Here’s the positive education news: Evidence is emerging that an exodus of teachers and principals from our schools may have peaked. And here’s more good news: Superintendents and their teams are finding success with the strategies they have deployed to reverse the staff shortages exacerbated by the turbulence of the past few years.
District leaders report that one in 10 of their teachers retired or resigned during the 2021–2022 school year, a 4% increase of 114,000 teachers over pre-pandemic levels. Principal turnover was more severe, hitting 16% by the beginning of this school year, according to the latest findings from the RAND Corporation’s closely watched American School District Panel Survey.
Teacher turnover might have crested in 2021–2022, hitting urban districts, high-poverty districts, and districts serving predominately students of color the hardest, while principal turnover was highest in high-poverty and rural school systems. K12 leaders surveyed by RAND also said staffing pressures are easing this school year though they are still grappling with shortages of substitutes, special education teachers, and bus drivers.
High-poverty districts continued to struggle with “considerable” vacancies in several teaching categories and across the board, teacher morale has cratered. “Evidence from superintendents suggests that at least some school leaders have decided to see the pandemic through before leaving, implying that resignations and retirements might begin to increase now that the pandemic is receding,” the report says.
Back to good education news
This survey statistic should come as no surprise: 90% of district leaders took significant actions—or saw new K12 policies enacted by their states—to combat teacher shortages. Those solutions are centered around three key areas: increasing salaries, growing teacher pipelines, and simplifying certification requirements.
More from DA: How new ‘Don’t Say Gay’ bills are more restrictive than the original
Nearly two-thirds of leaders said teacher pay had risen in their districts, either through salary increases or bonuses. Raises and bonuses were most common in rural districts.

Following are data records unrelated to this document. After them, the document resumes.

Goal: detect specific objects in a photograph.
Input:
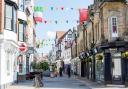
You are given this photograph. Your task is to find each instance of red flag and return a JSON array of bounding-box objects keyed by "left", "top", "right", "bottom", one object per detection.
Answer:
[{"left": 79, "top": 9, "right": 88, "bottom": 23}]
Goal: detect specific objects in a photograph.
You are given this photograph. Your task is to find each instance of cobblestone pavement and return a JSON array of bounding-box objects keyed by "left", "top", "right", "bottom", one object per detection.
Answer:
[{"left": 6, "top": 76, "right": 128, "bottom": 89}]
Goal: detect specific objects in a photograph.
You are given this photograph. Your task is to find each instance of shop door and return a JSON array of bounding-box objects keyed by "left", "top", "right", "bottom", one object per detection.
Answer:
[{"left": 112, "top": 56, "right": 122, "bottom": 84}]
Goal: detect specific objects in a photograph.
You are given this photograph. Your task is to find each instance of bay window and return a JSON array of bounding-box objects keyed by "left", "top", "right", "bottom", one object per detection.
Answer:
[
  {"left": 4, "top": 3, "right": 17, "bottom": 32},
  {"left": 18, "top": 21, "right": 25, "bottom": 42}
]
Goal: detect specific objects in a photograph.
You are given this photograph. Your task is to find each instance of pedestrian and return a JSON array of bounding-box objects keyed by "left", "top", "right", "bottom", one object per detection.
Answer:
[
  {"left": 67, "top": 65, "right": 71, "bottom": 77},
  {"left": 59, "top": 67, "right": 63, "bottom": 77}
]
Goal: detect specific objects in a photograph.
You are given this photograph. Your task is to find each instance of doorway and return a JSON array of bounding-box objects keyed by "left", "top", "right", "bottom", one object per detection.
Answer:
[{"left": 111, "top": 53, "right": 122, "bottom": 84}]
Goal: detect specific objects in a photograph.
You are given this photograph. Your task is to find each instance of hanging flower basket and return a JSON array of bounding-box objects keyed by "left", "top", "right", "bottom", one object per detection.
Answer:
[
  {"left": 96, "top": 54, "right": 103, "bottom": 60},
  {"left": 87, "top": 58, "right": 92, "bottom": 62}
]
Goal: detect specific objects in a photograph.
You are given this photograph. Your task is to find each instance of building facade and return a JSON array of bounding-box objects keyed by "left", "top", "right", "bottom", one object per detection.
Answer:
[
  {"left": 78, "top": 0, "right": 128, "bottom": 84},
  {"left": 0, "top": 0, "right": 18, "bottom": 89}
]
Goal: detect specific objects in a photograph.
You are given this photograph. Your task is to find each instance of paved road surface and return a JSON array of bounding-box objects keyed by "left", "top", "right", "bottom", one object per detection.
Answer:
[
  {"left": 7, "top": 77, "right": 90, "bottom": 89},
  {"left": 6, "top": 76, "right": 128, "bottom": 89}
]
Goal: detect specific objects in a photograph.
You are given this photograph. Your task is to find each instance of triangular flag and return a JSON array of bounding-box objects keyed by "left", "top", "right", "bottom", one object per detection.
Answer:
[
  {"left": 71, "top": 8, "right": 73, "bottom": 10},
  {"left": 55, "top": 20, "right": 57, "bottom": 24},
  {"left": 61, "top": 7, "right": 64, "bottom": 10},
  {"left": 51, "top": 7, "right": 54, "bottom": 10},
  {"left": 44, "top": 20, "right": 47, "bottom": 24}
]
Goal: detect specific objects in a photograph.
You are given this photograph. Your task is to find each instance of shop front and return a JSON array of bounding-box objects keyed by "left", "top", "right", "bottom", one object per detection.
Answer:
[{"left": 95, "top": 41, "right": 128, "bottom": 84}]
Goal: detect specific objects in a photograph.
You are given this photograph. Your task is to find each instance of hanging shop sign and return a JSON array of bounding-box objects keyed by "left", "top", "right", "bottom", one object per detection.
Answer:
[
  {"left": 18, "top": 42, "right": 27, "bottom": 52},
  {"left": 79, "top": 9, "right": 88, "bottom": 23},
  {"left": 34, "top": 12, "right": 43, "bottom": 22}
]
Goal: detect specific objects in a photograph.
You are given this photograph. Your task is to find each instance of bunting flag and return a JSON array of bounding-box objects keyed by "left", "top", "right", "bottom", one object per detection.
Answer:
[
  {"left": 34, "top": 6, "right": 83, "bottom": 12},
  {"left": 34, "top": 6, "right": 43, "bottom": 22},
  {"left": 36, "top": 39, "right": 54, "bottom": 48},
  {"left": 79, "top": 9, "right": 88, "bottom": 24},
  {"left": 34, "top": 12, "right": 43, "bottom": 22},
  {"left": 34, "top": 6, "right": 43, "bottom": 12},
  {"left": 42, "top": 20, "right": 80, "bottom": 24}
]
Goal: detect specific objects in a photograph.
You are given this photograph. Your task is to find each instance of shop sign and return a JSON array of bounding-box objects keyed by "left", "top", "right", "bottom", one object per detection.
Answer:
[
  {"left": 109, "top": 48, "right": 117, "bottom": 53},
  {"left": 18, "top": 42, "right": 27, "bottom": 52}
]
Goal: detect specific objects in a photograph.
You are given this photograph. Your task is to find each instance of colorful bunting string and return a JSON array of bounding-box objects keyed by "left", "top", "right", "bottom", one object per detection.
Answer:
[
  {"left": 42, "top": 20, "right": 80, "bottom": 24},
  {"left": 34, "top": 6, "right": 80, "bottom": 12}
]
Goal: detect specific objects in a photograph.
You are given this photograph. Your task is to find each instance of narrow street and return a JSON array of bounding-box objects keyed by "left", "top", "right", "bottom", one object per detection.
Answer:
[
  {"left": 7, "top": 76, "right": 90, "bottom": 89},
  {"left": 6, "top": 76, "right": 128, "bottom": 89}
]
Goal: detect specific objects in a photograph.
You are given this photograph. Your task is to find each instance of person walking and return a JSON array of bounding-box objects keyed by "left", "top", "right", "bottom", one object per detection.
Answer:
[
  {"left": 67, "top": 65, "right": 71, "bottom": 77},
  {"left": 59, "top": 67, "right": 63, "bottom": 77}
]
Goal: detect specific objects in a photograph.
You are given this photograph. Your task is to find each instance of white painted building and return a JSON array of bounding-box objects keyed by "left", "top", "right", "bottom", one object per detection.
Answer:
[
  {"left": 0, "top": 0, "right": 18, "bottom": 89},
  {"left": 60, "top": 29, "right": 73, "bottom": 70}
]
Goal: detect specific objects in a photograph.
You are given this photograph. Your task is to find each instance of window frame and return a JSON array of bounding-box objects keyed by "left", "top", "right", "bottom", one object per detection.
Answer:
[
  {"left": 18, "top": 19, "right": 26, "bottom": 42},
  {"left": 109, "top": 16, "right": 119, "bottom": 38},
  {"left": 4, "top": 2, "right": 17, "bottom": 33}
]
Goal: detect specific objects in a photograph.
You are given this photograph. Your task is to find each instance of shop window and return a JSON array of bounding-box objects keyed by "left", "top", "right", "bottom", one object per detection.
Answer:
[
  {"left": 6, "top": 53, "right": 10, "bottom": 75},
  {"left": 109, "top": 16, "right": 118, "bottom": 37},
  {"left": 4, "top": 3, "right": 17, "bottom": 32}
]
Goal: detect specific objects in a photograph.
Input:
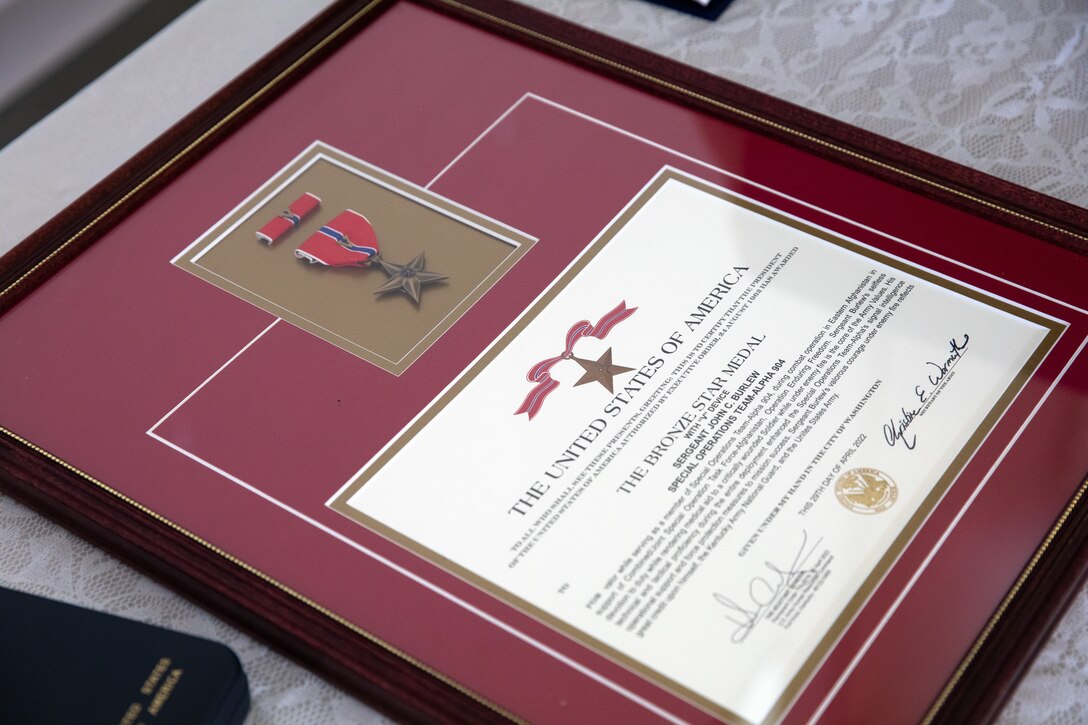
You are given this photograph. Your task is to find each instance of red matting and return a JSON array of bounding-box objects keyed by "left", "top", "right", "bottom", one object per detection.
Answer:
[{"left": 0, "top": 3, "right": 1088, "bottom": 723}]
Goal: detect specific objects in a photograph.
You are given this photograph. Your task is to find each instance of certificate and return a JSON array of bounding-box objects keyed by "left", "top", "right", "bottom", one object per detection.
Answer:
[
  {"left": 332, "top": 169, "right": 1061, "bottom": 722},
  {"left": 0, "top": 0, "right": 1088, "bottom": 724}
]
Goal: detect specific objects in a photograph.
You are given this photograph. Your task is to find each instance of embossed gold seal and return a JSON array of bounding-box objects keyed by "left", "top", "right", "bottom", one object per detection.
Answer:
[{"left": 834, "top": 468, "right": 899, "bottom": 514}]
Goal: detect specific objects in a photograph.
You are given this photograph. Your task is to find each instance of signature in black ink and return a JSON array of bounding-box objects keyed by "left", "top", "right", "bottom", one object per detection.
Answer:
[
  {"left": 714, "top": 529, "right": 824, "bottom": 644},
  {"left": 883, "top": 333, "right": 970, "bottom": 451}
]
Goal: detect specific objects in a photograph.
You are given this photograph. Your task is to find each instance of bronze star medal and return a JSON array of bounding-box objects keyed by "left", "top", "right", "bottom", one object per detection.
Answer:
[
  {"left": 374, "top": 251, "right": 448, "bottom": 305},
  {"left": 570, "top": 347, "right": 634, "bottom": 393}
]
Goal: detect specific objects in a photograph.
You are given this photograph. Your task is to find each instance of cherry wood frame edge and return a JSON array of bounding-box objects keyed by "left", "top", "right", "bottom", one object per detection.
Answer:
[{"left": 0, "top": 0, "right": 1088, "bottom": 722}]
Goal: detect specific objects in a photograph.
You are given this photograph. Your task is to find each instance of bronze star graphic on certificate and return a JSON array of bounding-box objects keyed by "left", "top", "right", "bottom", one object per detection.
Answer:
[
  {"left": 374, "top": 251, "right": 449, "bottom": 305},
  {"left": 570, "top": 347, "right": 634, "bottom": 393}
]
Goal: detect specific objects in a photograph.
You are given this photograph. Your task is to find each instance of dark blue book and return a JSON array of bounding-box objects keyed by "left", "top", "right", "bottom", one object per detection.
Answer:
[{"left": 0, "top": 588, "right": 249, "bottom": 725}]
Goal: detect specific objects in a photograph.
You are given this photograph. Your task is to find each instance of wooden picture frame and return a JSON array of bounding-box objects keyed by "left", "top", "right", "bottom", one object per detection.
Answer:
[{"left": 0, "top": 0, "right": 1088, "bottom": 723}]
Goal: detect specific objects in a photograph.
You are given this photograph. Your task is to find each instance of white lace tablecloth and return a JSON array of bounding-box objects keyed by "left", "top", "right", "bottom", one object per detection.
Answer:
[{"left": 0, "top": 0, "right": 1088, "bottom": 725}]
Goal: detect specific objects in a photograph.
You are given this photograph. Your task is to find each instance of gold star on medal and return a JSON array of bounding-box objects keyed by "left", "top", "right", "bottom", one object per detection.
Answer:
[
  {"left": 571, "top": 347, "right": 634, "bottom": 393},
  {"left": 374, "top": 251, "right": 449, "bottom": 305}
]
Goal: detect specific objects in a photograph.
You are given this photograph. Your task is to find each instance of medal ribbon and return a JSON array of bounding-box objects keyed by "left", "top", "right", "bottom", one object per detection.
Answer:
[{"left": 514, "top": 300, "right": 639, "bottom": 420}]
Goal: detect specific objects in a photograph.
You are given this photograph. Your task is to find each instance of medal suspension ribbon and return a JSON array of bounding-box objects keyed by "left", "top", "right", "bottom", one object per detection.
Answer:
[{"left": 514, "top": 300, "right": 639, "bottom": 420}]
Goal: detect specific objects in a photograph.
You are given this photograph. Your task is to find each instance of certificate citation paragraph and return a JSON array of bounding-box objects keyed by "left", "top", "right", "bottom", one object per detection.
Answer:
[{"left": 330, "top": 169, "right": 1059, "bottom": 723}]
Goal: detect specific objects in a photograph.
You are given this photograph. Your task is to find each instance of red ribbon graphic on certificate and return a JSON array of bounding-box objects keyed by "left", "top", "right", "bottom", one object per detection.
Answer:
[{"left": 514, "top": 300, "right": 639, "bottom": 420}]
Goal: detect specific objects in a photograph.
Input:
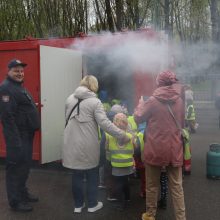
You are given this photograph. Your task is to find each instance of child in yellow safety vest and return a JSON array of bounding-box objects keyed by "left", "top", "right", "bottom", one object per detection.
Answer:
[
  {"left": 106, "top": 113, "right": 135, "bottom": 209},
  {"left": 185, "top": 99, "right": 198, "bottom": 133}
]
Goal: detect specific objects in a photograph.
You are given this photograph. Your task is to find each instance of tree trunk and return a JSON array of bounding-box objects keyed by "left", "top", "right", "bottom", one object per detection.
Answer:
[
  {"left": 210, "top": 0, "right": 220, "bottom": 42},
  {"left": 115, "top": 0, "right": 123, "bottom": 31},
  {"left": 105, "top": 0, "right": 115, "bottom": 32},
  {"left": 164, "top": 0, "right": 170, "bottom": 35}
]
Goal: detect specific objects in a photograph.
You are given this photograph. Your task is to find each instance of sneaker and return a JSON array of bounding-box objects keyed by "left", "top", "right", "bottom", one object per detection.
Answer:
[
  {"left": 88, "top": 202, "right": 103, "bottom": 212},
  {"left": 157, "top": 199, "right": 167, "bottom": 209},
  {"left": 107, "top": 197, "right": 117, "bottom": 202},
  {"left": 142, "top": 213, "right": 155, "bottom": 220},
  {"left": 74, "top": 203, "right": 85, "bottom": 213}
]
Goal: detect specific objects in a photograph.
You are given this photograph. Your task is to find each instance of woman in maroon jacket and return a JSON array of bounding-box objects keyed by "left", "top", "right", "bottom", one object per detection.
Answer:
[{"left": 134, "top": 71, "right": 186, "bottom": 220}]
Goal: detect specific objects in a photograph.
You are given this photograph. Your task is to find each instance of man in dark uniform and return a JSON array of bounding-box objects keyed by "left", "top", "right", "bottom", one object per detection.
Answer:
[{"left": 0, "top": 59, "right": 40, "bottom": 212}]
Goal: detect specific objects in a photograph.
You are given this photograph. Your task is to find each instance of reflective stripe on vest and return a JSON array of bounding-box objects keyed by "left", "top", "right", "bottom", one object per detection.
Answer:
[
  {"left": 187, "top": 105, "right": 196, "bottom": 120},
  {"left": 137, "top": 132, "right": 144, "bottom": 152},
  {"left": 108, "top": 133, "right": 134, "bottom": 167},
  {"left": 128, "top": 115, "right": 138, "bottom": 132}
]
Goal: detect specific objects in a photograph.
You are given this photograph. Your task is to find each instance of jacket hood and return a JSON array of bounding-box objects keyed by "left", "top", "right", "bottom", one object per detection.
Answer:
[
  {"left": 153, "top": 86, "right": 180, "bottom": 103},
  {"left": 74, "top": 86, "right": 96, "bottom": 99}
]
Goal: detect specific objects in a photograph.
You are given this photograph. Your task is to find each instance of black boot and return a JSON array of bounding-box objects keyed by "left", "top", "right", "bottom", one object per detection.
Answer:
[
  {"left": 11, "top": 202, "right": 33, "bottom": 212},
  {"left": 158, "top": 199, "right": 167, "bottom": 209}
]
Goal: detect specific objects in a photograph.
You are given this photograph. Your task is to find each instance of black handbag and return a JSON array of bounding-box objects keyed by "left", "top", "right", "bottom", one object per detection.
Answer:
[{"left": 65, "top": 99, "right": 83, "bottom": 127}]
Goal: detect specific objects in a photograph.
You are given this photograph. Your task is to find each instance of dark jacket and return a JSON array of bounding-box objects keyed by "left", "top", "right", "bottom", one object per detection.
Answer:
[{"left": 0, "top": 77, "right": 40, "bottom": 147}]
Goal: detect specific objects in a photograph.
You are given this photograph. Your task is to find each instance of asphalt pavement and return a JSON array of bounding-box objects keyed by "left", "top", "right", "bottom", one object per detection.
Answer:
[{"left": 0, "top": 103, "right": 220, "bottom": 220}]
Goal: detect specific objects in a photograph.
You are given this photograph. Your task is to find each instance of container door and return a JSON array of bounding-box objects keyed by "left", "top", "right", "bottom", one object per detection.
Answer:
[{"left": 40, "top": 46, "right": 82, "bottom": 163}]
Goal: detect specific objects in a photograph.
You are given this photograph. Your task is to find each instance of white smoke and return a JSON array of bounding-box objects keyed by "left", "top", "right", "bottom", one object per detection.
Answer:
[{"left": 73, "top": 32, "right": 169, "bottom": 73}]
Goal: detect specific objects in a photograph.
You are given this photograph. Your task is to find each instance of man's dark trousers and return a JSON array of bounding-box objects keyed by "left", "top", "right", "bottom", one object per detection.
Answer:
[{"left": 6, "top": 131, "right": 34, "bottom": 207}]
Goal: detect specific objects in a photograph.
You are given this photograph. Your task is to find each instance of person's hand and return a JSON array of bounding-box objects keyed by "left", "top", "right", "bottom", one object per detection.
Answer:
[
  {"left": 118, "top": 134, "right": 130, "bottom": 146},
  {"left": 139, "top": 96, "right": 144, "bottom": 103}
]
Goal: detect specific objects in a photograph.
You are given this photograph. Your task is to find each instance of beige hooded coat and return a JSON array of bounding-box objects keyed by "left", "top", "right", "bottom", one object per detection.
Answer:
[{"left": 62, "top": 86, "right": 125, "bottom": 170}]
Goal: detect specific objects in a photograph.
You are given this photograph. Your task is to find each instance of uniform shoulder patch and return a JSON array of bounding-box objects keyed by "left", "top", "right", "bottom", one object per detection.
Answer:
[{"left": 1, "top": 95, "right": 10, "bottom": 102}]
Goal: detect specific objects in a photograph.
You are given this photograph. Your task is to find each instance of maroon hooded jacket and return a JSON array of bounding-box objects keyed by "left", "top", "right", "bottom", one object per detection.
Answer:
[{"left": 134, "top": 83, "right": 184, "bottom": 167}]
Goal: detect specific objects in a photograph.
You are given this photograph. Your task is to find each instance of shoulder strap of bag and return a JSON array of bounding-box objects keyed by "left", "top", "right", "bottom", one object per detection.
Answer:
[{"left": 65, "top": 99, "right": 83, "bottom": 127}]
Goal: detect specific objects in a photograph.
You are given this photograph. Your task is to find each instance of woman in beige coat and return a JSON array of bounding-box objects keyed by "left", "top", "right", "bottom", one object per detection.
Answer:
[{"left": 63, "top": 75, "right": 127, "bottom": 213}]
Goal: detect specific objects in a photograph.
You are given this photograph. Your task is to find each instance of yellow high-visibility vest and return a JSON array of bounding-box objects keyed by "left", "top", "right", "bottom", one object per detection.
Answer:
[
  {"left": 106, "top": 133, "right": 134, "bottom": 167},
  {"left": 186, "top": 105, "right": 196, "bottom": 120}
]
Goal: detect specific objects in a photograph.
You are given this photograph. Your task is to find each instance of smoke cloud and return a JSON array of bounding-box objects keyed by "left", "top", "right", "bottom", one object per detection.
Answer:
[{"left": 72, "top": 31, "right": 220, "bottom": 79}]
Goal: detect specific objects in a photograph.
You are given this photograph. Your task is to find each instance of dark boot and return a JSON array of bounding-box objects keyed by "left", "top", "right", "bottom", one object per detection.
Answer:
[
  {"left": 11, "top": 202, "right": 33, "bottom": 212},
  {"left": 157, "top": 199, "right": 167, "bottom": 209},
  {"left": 23, "top": 193, "right": 39, "bottom": 202}
]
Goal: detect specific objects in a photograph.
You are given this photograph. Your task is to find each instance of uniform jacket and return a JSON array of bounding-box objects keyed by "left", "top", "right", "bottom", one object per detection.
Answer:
[
  {"left": 134, "top": 85, "right": 184, "bottom": 167},
  {"left": 62, "top": 86, "right": 125, "bottom": 170},
  {"left": 0, "top": 77, "right": 40, "bottom": 147}
]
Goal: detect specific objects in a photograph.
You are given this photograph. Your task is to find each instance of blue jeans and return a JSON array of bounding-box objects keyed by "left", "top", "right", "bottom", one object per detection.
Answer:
[{"left": 72, "top": 167, "right": 99, "bottom": 208}]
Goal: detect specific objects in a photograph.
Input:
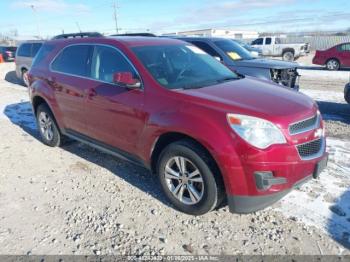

Leaders are also trying to smooth teachers’ paths into their classrooms:
- 55% of leaders are creating or expanding a grow-your-own program for teachers
- 36% made it easier for teachers to gain certifications while on the job
- 28% reduced teacher certification requirements
- 23% simplified the hiring process, such as by shortening applications
- 10% eased certification requirements for their existing teachers
Going forward, the report encourages district leaders and other education officials to give principals the same kind of policy attention as teachers in efforts to retain building leaders. The education community as a whole also needs to dig deeper into how the jobs of building leaders are changing, says the report, which warns against lowering educator qualification requirements to fill empty positions.